Pode parecer estranho, mas sem dúvida alguma é. Apesar de a cultura popular pensar que não, e isso acaba influenciando os nossos representantes políticos a pensarem que não é, logo eles não agem neste sentido, mas o terrorismo é. Quais são algumas razões para não se considerar o terrorismo um problema brasileiro? Primeiro, as pessoas comentam que é improvável ter um atentado no Brasil e confundem o fato de ser improvável com o impossível, e também tem outras explicações mais ou menos procedentes, na realidade, de que não se querer regular melhor a questão por não querer causar estigmas em algumas religiões que têm representação no nosso país, de que isso poderia afetar o turismo. Mas, o principal argumento, na minha visão, é que o Brasil é um país pacífico, tolerante, logo estaria imune.

Então quais seriam as preocupações?

De maneira geral, entendo que aquilo que não reconhecemos ser um problema, logo não nos importamos, logo não vemos os riscos, logo não nos protegemos. Temos na nossa vida cotidiana várias coisas que nos preocupamos, então tentamos fazer algo para prevenir, remediar ou mitigar o efeito para quando o problema chegar. Mas a prevenção, neste sentido, visa evitar aquilo que chamamos de teoria, hipótese, ou síndrome do Cisne Negro, ou seja, considerar um evento que é improvável, mas de alto impacto se for acontecer, como impossível e deixar de criar estratégias de prevenção, monitoramento e resposta. Posso garantir que aquilo que a gente não previne, quando acontece os resultados são muito piores porque as reações são exageradas. Em um viés mais concreto, é comprovado que o Brasil é uma rota de operacionalização de atentados terroristas porque o terrorismo não é só o ato em si. Não é só a bomba que explode. Tem toda uma cadeia de eventos para que chegue naquilo e podemos ter – e temos – recrutamento, radicalização e difusão, financiamento, treinamento, logística, administração de recursos materiais, compartilhamento de conhecimento, planejamento e vigilância.

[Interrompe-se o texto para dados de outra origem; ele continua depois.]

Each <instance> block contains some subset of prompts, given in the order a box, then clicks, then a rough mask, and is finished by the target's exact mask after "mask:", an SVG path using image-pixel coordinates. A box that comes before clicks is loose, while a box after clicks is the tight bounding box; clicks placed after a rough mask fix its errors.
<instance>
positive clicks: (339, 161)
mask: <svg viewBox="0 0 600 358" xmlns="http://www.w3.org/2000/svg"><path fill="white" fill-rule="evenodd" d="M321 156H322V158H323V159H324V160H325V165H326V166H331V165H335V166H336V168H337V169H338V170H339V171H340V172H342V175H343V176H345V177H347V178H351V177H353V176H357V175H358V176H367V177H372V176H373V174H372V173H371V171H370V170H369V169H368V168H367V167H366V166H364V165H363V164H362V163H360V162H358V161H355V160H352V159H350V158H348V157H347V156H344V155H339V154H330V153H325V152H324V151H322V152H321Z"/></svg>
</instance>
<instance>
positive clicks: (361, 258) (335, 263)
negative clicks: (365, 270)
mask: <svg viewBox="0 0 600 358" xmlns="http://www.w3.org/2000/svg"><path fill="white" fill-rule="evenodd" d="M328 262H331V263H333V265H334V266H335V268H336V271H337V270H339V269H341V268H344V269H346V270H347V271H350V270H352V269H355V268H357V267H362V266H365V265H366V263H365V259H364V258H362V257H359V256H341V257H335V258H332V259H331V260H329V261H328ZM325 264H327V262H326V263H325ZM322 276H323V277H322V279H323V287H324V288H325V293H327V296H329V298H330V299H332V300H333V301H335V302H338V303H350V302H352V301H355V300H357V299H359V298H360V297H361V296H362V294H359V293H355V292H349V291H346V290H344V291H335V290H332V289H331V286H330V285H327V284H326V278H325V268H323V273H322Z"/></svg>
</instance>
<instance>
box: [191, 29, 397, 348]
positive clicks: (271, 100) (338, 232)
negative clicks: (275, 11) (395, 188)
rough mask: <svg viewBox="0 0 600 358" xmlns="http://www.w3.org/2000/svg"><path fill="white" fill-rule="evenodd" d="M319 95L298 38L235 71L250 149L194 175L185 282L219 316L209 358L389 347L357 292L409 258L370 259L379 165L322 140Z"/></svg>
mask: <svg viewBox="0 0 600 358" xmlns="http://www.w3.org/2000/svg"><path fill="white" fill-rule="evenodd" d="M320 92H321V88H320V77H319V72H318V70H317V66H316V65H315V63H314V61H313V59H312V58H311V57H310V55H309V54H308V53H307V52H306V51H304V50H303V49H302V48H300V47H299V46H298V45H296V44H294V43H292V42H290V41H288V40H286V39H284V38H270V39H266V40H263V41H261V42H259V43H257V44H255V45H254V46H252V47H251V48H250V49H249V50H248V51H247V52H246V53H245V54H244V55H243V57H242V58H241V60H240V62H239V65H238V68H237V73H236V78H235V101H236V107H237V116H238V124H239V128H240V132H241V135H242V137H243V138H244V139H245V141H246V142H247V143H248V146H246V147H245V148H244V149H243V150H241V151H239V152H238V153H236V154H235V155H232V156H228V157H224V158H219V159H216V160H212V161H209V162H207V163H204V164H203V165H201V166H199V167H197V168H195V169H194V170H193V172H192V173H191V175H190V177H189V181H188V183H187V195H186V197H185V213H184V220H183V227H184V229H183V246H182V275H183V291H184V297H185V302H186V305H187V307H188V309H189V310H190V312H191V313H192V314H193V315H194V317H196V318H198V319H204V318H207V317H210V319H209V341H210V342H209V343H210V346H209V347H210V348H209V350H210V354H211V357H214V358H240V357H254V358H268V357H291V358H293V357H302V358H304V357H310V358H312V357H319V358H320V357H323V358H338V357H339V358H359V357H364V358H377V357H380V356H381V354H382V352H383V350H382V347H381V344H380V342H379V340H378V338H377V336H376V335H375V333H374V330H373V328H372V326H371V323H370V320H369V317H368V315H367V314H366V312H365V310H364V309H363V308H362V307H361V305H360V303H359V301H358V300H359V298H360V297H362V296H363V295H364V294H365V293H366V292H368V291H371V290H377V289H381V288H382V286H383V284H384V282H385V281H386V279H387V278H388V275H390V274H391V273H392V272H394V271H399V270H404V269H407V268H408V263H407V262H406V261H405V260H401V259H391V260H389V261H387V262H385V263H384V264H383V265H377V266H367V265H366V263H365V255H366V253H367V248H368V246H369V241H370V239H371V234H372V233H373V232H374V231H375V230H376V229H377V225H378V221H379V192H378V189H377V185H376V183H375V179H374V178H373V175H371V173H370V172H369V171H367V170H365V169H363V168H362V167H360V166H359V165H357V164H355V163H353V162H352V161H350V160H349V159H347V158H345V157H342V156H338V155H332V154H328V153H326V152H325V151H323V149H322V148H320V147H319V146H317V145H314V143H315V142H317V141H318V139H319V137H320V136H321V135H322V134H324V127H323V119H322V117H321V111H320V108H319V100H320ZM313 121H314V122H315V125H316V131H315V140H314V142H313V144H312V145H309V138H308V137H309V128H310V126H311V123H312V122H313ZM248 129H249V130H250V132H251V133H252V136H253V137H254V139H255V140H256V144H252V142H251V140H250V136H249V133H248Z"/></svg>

Considerando que a lavagem de dinheiro ajuda a financiar o terrorismo, de que forma os programas de compliance nas empresas poderiam ajudar a desarticular essa lógica?

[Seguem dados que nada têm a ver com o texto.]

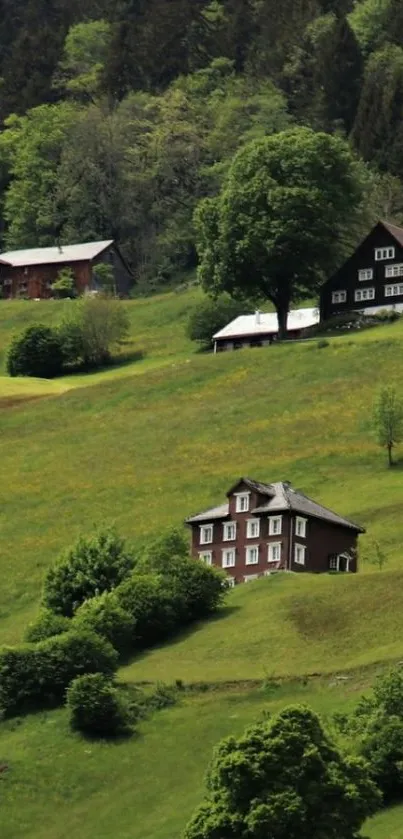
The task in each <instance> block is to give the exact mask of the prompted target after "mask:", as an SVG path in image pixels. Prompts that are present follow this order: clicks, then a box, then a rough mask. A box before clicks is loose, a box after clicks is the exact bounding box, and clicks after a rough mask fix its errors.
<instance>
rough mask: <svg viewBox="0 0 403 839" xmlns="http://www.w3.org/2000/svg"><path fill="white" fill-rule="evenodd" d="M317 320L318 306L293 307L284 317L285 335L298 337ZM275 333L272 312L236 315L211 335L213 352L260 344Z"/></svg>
mask: <svg viewBox="0 0 403 839" xmlns="http://www.w3.org/2000/svg"><path fill="white" fill-rule="evenodd" d="M318 322H319V310H318V309H295V310H294V311H291V312H289V314H288V319H287V338H289V339H292V338H299V337H300V336H301V334H302V331H303V330H304V329H307V327H308V326H314V325H315V324H317V323H318ZM277 336H278V321H277V315H276V314H275V313H273V312H270V313H265V312H255V314H254V315H240V317H237V318H235V320H232V321H231V322H230V323H228V324H227V326H224V328H223V329H220V331H219V332H216V334H215V335H213V341H214V352H221V351H222V350H237V349H240V347H264V346H267V345H268V344H272V343H273V341H275V340H276V339H277Z"/></svg>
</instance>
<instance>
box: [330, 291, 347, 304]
mask: <svg viewBox="0 0 403 839" xmlns="http://www.w3.org/2000/svg"><path fill="white" fill-rule="evenodd" d="M346 300H347V292H346V291H333V292H332V303H345V302H346Z"/></svg>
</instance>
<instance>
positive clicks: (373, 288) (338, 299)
mask: <svg viewBox="0 0 403 839" xmlns="http://www.w3.org/2000/svg"><path fill="white" fill-rule="evenodd" d="M401 295H403V283H396V285H386V286H385V297H400V296H401ZM346 300H347V291H345V290H344V289H343V290H342V291H334V292H333V293H332V303H345V302H346ZM363 300H375V288H374V287H371V288H356V289H355V291H354V301H355V302H356V303H361V302H362V301H363Z"/></svg>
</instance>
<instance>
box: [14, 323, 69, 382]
mask: <svg viewBox="0 0 403 839" xmlns="http://www.w3.org/2000/svg"><path fill="white" fill-rule="evenodd" d="M62 367H63V353H62V348H61V342H60V338H59V335H58V333H57V332H56V331H55V330H54V329H51V328H50V327H48V326H29V327H28V329H26V330H25V332H23V334H22V335H20V336H19V337H17V338H14V340H13V341H12V343H11V346H10V348H9V350H8V355H7V372H8V373H9V375H10V376H37V377H38V378H42V379H53V378H54V377H55V376H60V374H61V373H62Z"/></svg>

Quando falamos de compliance com relação à prevenção do terrorismo e o seu financiamento, estamos falando de uma sigla que pode ser desconhecida do grande público, mas que tem muita força, que é PLD-FT (Prevenção à Lavagem de Dinheiro e Financiamento do Terrorismo). Então temos algumas leis, como a Lei de Lavagem de Dinheiro, que exige que empresas que estejam em um ecossistema mais vulnerável à prática de lavagem de dinheiro, como o setor financeiro, imobiliário, bancário, e alguns outros, tenham uma estrutura muito robusta para prevenir esse tipo de conduta. Você vai ter, primeiramente, um mapeamento de risco para ver a exposição a esses mercados e riscos, e depois você vai construir políticas e procedimentos para prevenir condutas, monitorar todo o seu ambiente - para que eventualmente se estiver acontecendo você consiga avisar as autoridades para tomem uma providência - e, se eventualmente acontecer, você mitiga os riscos e você consiga responder de uma maneira adequada.

Como conseguir identificar se uma empresa tem corre risco de ser utilizada para LD-FT?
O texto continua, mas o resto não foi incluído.